Itu adalah keputusan yang logis. Lagi pula, Hessen, yang telah memimpin manajemen praktis sejak masa pendahulu Herhardt, juga merupakan mentor Mathias, dan mengajarinya segala hal tentang cara kerja perusahaan.

Jika memungkinkan, keheningan yang lebih mencekam menyelimuti ruangan setelah itu.

Orang hanya bisa bertanya-tanya tentang apa yang sedang terjadi.
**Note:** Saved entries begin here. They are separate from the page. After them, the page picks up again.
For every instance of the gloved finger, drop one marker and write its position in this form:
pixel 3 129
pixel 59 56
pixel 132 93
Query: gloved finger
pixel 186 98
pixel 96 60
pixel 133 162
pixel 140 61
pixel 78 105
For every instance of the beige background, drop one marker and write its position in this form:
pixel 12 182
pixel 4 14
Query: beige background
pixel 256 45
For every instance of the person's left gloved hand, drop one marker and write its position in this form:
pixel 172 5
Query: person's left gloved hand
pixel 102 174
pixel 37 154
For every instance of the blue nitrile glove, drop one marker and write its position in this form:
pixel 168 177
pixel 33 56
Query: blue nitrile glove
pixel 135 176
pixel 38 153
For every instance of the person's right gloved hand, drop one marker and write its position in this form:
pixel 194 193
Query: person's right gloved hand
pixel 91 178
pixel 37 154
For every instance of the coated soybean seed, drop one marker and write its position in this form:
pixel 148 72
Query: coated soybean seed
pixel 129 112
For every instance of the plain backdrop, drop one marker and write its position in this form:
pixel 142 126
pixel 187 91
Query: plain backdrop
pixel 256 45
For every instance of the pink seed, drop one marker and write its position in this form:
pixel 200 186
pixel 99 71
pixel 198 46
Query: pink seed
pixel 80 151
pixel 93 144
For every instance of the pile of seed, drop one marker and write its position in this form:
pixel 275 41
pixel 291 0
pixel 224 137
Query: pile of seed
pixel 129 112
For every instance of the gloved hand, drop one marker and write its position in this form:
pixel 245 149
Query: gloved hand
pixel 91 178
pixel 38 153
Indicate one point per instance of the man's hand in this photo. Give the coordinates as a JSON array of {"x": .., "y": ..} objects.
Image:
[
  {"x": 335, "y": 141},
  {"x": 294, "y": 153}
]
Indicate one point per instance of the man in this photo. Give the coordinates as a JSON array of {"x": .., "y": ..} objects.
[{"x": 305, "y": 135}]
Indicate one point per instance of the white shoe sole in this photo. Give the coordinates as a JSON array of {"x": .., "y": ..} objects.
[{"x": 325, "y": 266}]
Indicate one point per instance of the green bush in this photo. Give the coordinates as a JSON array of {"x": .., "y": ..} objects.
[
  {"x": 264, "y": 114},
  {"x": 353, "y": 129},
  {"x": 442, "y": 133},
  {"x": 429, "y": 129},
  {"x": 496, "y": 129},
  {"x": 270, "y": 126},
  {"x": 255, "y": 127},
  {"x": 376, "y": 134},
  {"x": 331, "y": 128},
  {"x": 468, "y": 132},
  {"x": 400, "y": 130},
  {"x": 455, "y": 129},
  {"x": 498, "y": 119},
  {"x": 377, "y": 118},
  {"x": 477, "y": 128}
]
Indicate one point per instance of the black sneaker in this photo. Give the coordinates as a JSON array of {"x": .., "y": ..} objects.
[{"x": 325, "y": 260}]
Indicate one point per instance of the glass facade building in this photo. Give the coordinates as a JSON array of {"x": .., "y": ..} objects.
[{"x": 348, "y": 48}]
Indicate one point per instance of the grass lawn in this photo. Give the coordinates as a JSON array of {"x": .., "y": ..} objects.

Benarkah rumor yang beredar tentang Duke? Apakah kesehatannya memburuk? Seberapa buruk pengaruhnya terhadap dirinya?

Apa yang akan terjadi pada Herhardts sekarang?

Semua orang menyaksikan dengan napas tertahan, bertanya-tanya apa yang terjadi dengan pikiran Duke muda.

Perlahan, Matthias bangkit dari duduknya. Dia pasti mengakui keputusan yang diambil oleh direktur eksekutif.

"Sekali lagi, saya minta maaf." Terlepas dari betapa putus asanya Matthias dalam menyelesaikan pekerjaannya, suaranya tetap tanpa ekspresi, khidmat dan elegan. Tetap saja, bagaimana matanya bergerak di udara membuat semua orang merasa tidak nyaman.

Kehadirannya menjerit bahwa dia adalah seseorang yang terbungkus api dingin. Tidak, dia sepertinya telah menjadi nyala api.

Tetap saja, para eksekutif lainnya tidak bisa menahan perasaan kecewa begitu Matthias meninggalkan ruangan. Murmur akhirnya dimulai saat mereka terus berspekulasi tentang apa yang terjadi dengan Duke muda.

Saat dia berjalan menjauh dari tempat itu, dia merasakan dorongan untuk melepas jaketnya, tetapi tangannya hampir tidak bisa membuka kancing atasnya. Dia dengan kasar mengeluarkan dasinya dan meremasnya di tangannya sebelum memasukkannya ke dalam saku dadanya.

"Saya tidak lagi membutuhkan bantuan Anda atau orang lain untuk sisa hari ini," Matthias memerintahkan Mark

Evers, yang mengikuti di belakangnya. Suaranya pecah pada akhirnya saat dia memberikan perintah.

Petugasnya ragu-ragu sejenak, bertanya-tanya apakah dia harus mendorong untuk tetap bersama tuannya, tetapi

Matthias terus berjalan menuruni tangga pualam melalui lobi yang megah bahkan tidak menunggu jawaban.

Tidak butuh waktu lama bagi Duke muda untuk menemukan dirinya terhuyung-huyung ke dunia yang sangat cerah sesudahnya.